The Virginia Gazette
The first newspaper in America south of the Potomac River was the Virginia Gazette, founded by William Parks (1699-1750) in 1736. Parks, who had previously operated a print shop and published a newspaper in Maryland, brought printing to Williamsburg in 1730 and served as public printer to the governor and assembly. The Gazette was a kind of “court” newspaper, modeled on the London Gazette and dedicated to mostly European news and government notices. The paper ceased publication when Parks died in 1750 but was reestablished in 1751 by William Hunter (d. 1761). The official public-printer role of Gazette publishers became more difficult as the political life of Virginia became more fractious in the 1750s. Indeed, for several years in the 1760s and 1770s, two newspapers bearing the name “Virginia Gazette” competed with each other, each promoting a different political interest in the colony.

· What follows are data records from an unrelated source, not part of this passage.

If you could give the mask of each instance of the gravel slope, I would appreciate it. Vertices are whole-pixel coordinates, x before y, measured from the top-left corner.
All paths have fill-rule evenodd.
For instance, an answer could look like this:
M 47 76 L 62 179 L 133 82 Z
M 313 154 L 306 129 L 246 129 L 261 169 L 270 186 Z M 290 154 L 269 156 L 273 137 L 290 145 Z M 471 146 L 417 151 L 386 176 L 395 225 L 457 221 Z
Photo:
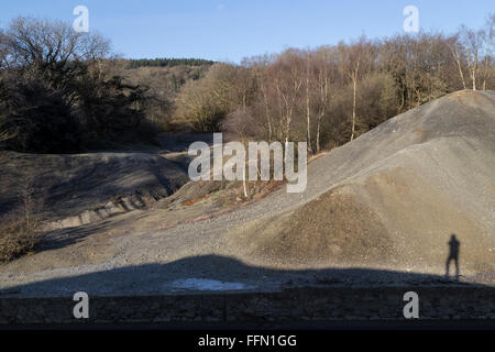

This 1759 issue of the Virginia Gazette offers a glimpse of a year of dramatic news in both Europe and America: the height of the Seven Years’ War. The first two pages carry war news from a variety of sources in London, Boston, and New York. And this issue even has a poetic elegy to General James Wolfe, who was killed in the momentous Battle of Quebec in September: “Thy Merits, Wolfe, transcend all Human Praise.” Pages 3 and 4 carry the usual official news from Williamsburg, as well as a good deal of advertising. The ads are typical, running the gamut from shipping notices to sundry imported goods to runaway horses. For the modern reader, the ads for slave sales are perhaps the most haunting and most revealing of the nature of eighteenth-century American society, especially in the South. For example, on page 3 one ad begins: “To be SOLD at publick Auction . . . Several choice grown Negroes, Horses, Colts, &tc.”